Par ailleurs, les réformes structurelles sont curieusement absentes du discours de politique générale. La simplification drastique du Code du travail et la suppression de professions protégées, qui seraient créatrices de centaines de milliers d’emplois, figurent pourtant parmi les préconisations d’économistes classés à gauche comme Pierre Cahuc, Gilbert Cette ou Philippe Aghion. Elles ne coûteraient que les voix des paléosocialistes de la majorité, mais rien au budget de l’État. Au contraire, la mise en œuvre de telles réformes libérales accroîtrait les recettes de l’État comme le montrent les exemples qui nous entourent en Europe.
Les municipales ont révélé une transhumance massive des électeurs du Parti socialiste vers le Front national, économiquement aligné sur la gauche du PS. Ces électeurs ne reviendront pas de sitôt. Ils continueront à s’enfoncer dans l’étatisme et la recherche de boucs émissaires. Le parti socialiste en sort durablement affaibli, mais sans pour autant qu’ait lieu un plébiscite de l’UMP dont le discours reste très creux. La France compte désormais trois grands partis : FN, UMP-UDI, Gauche plurielle. Sans réforme majeure, la situation économique continuera de se dégrader. Le FN pourrait devenir le parti dominant dans quelques années.
À l’Assemblée nationale, le soutien à Manuel Valls est fragile. Il est pris en étau, entre la nécessité de réaliser – avec retard – le redressement budgétaire promis depuis deux ans à Bruxelles, sa majorité parlementaire qui le lâchera aux premières résistances corporatistes, et l’incontournable François Hollande qui conjugue indécision, lâcheté, mais aussi inflexibilité envers ses ennemis. Placer à Matignon, dans une impasse insoluble, un opposant ambitieux n’est-il pas une façon de faire échouer ?

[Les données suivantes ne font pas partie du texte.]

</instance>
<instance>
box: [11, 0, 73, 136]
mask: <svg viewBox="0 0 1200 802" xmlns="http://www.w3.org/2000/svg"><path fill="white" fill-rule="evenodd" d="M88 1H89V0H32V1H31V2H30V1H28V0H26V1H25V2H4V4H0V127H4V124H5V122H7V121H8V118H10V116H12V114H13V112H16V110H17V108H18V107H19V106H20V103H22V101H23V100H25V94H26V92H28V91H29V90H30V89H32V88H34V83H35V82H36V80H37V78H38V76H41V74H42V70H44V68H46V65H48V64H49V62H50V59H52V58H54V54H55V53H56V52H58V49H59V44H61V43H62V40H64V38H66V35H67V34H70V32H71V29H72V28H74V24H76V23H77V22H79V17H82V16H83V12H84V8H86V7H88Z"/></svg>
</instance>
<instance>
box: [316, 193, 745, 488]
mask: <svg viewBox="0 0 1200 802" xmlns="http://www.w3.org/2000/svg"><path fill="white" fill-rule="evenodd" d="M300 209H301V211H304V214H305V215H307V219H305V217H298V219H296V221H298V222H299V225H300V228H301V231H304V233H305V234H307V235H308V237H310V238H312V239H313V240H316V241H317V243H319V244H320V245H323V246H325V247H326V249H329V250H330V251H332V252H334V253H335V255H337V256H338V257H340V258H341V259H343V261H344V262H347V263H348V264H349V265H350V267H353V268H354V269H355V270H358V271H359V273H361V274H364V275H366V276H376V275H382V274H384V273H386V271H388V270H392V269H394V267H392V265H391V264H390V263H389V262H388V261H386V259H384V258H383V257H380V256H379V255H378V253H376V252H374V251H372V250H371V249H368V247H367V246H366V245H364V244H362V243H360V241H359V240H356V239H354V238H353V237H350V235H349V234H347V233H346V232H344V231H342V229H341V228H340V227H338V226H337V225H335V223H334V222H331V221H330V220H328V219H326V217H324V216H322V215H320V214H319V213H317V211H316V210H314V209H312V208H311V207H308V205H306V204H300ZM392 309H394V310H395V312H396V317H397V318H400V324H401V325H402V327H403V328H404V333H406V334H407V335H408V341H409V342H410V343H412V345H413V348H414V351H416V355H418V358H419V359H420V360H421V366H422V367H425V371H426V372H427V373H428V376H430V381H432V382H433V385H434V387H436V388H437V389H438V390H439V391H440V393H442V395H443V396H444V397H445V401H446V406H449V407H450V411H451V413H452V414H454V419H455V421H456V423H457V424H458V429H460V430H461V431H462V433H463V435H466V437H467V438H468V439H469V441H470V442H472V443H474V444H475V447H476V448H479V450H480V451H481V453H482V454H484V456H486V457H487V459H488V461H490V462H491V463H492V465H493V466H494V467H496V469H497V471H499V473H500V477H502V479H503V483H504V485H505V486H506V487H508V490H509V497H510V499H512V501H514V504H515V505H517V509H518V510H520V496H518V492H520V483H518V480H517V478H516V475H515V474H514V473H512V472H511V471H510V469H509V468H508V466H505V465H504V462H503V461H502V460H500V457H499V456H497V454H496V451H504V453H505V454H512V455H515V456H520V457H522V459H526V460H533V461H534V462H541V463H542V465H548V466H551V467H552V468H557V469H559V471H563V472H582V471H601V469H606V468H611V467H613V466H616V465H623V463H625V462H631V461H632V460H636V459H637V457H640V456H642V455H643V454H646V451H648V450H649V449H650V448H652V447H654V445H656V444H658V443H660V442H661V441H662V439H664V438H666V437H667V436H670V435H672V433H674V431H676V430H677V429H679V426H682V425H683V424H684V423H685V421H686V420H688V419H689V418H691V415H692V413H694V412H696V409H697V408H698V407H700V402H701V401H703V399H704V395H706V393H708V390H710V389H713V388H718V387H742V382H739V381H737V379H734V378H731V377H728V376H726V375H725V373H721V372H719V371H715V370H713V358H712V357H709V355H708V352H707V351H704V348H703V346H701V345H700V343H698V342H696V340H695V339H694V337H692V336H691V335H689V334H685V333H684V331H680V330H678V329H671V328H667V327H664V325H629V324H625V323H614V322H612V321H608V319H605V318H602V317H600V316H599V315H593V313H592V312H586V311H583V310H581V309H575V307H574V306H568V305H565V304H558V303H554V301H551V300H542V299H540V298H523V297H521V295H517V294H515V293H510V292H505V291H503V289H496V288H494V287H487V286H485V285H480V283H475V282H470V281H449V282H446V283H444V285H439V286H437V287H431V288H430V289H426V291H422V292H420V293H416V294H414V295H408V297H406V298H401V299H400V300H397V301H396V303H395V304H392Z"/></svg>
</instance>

La timide volonté réformatrice affichée par Manuel Valls n’en fait pas un libéral ; il reste un étatiste, seulement teinté d’une sauce social-démocrate. S’il a dénoncé par le passé certaines absurdités françaises (35 heures, droit du travail, etc.), Manuel Valls a conclu son discours par : “il faut redresser nos comptes publics, mais sans casser notre modèle social et nos services publics.”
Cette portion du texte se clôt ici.